People and culture. It’s a testament to how the company hires. You must be a cultural fit before we take your résumé into consideration. Other companies I have worked for almost take the opposite approach. It’s business. Get the job done. But it becomes a very sterile kind of workplace.
But you spend so much of your day with your coworkers, you better like who you work with. You better have good chemistry with the people you work with, because you can solve problems more effectively. It promotes a more collaborative environment.
What motivates you?
I come from the business side of fintech. My background is in finance, investments, and banking. I just happen to be interested in technology. Early in my career, personal computers and the internet were coming into mainstream use. So, I have seen how technology has led to evolution in the industry. I just like learning about how we can apply technology to business problems.
My mindset has always been: It is people and processes that need to be addressed before you implement technology. People that try to implement technology as the sole solution are setting themselves up to fail. Trying to automate a flawed process or replace people with only technology can be problematic.
What are the biggest issues facing trust and wealth management right now?
The biggest issue is what is being called the Great Transfer of Wealth from the Baby Boomer generation to the next generation. How our clients engage with their clients is going to change. We’ve gone from a full-service society to a self-service society. People don’t want to totally go away from full-service, especially when they have problems. But they want the ability to self-serve on their own time.

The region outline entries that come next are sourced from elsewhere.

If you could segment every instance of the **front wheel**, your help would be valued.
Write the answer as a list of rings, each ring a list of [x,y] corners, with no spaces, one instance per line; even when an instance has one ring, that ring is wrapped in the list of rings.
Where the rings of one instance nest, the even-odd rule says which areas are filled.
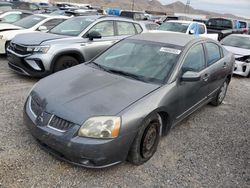
[[[220,87],[215,99],[211,102],[212,105],[219,106],[223,102],[224,98],[226,97],[227,88],[228,80],[225,80],[222,86]]]
[[[128,161],[141,165],[156,152],[160,140],[160,120],[157,115],[151,116],[140,128],[128,154]]]

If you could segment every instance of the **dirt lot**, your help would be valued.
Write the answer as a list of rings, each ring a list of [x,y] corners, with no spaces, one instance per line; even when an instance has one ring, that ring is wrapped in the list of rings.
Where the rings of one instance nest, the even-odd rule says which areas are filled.
[[[38,147],[22,123],[36,81],[0,58],[0,187],[250,186],[250,79],[233,78],[223,105],[207,105],[176,126],[146,164],[102,170],[72,166]]]

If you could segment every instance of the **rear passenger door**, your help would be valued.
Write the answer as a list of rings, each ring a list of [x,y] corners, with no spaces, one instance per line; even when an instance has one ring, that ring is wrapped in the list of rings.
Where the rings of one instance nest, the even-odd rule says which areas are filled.
[[[182,119],[203,104],[207,99],[208,72],[206,68],[205,51],[203,45],[196,44],[186,53],[180,76],[191,71],[200,75],[200,80],[185,82],[181,81],[178,86],[178,112],[177,120]]]
[[[45,26],[48,30],[50,30],[58,24],[62,23],[63,21],[65,21],[65,19],[51,19],[43,23],[41,26]],[[39,27],[37,29],[39,29]]]
[[[227,76],[227,62],[223,57],[222,48],[214,42],[204,44],[208,66],[208,95],[212,96],[222,85]]]

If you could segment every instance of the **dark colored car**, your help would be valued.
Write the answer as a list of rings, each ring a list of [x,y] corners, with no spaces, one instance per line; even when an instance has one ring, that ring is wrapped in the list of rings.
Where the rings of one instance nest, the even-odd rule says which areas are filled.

I mean, I don’t go into banks anymore. Financial advisors and wealth management professionals must have tools at their disposal to connect and engage with the next generation client.
Where do you see opportunities in the trust and wealth management industry?
Everyone knows that there has been a lot of growth in wealth management. That’s because there has been a paradigm shift. Our parents and grandparents worked for a company their whole life and had a pension. There wasn’t much need for financial planning. But now, people are responsible for their own future and their own retirement. The responsibility has shifted from the company to the individual.
There is this misconception that the trust side of wealth management is not a growth industry. But that same paradigm shift toward individual responsibility has also created untapped opportunity on the trust side.
There are people and families that have a fair amount of wealth and don’t have trusts. And they are prime candidates. We need to educate them. As our country’s personal wealth is growing, having assets just titled in someone’s name puts those assets at risk. It’s better instead to have a structure in place to protect and preserve the assets and wealth for future generations, and having a trust is a key element to that.
What do you want people to know about Accutech and the direction the company is heading?
We have been in this business for 35 years. At the same time, we are at a very exciting inflection point. I kind of look at us as a 35-year-old startup. In the Trust and Wealth Management unit of Accutech, we want to triple our growth in 7 years. That’s cool. That’s fun.
I always tell people that software is never done and it’s never perfect. There are always things you can do to improve your product. Our clients don’t stand still, technology is always evolving, and the business environment is constantly changing. All this means that our job is never done. So, you must be innovative. We are the technology leader in our industry, and we have been demonstrating that.
Tell us about yourself away from work.
Both my wife and I were raised in families where our parents were part of the community through service clubs and church and volunteer organizations. That’s in our DNA.
Along those lines, my church is a key element in my life. I’ve just recently gone back on the board as an elder.
Golf is also a key element in my life. I used to play competitive amateur golf. I was also active with the Indiana Golf Association and Indiana Golf Foundation. I was on the board there and was president for a couple years. The IGF supported the First Tee program. First Tee was created to help kids develop life skills to grow into productive adults. It’s like Boy Scouts and Girl Scouts, but it uses golf to teach core principles.
Golf teaches so many lessons that you can apply to everyday life. There is a great quote from Arnold Palmer, and I think he said it best. He said that “Golf is deceptively simple and endlessly complicated; it satisfies the soul and frustrates the intellect. It is at the same time rewarding and maddening – and it is without a doubt the greatest game mankind has ever invented.”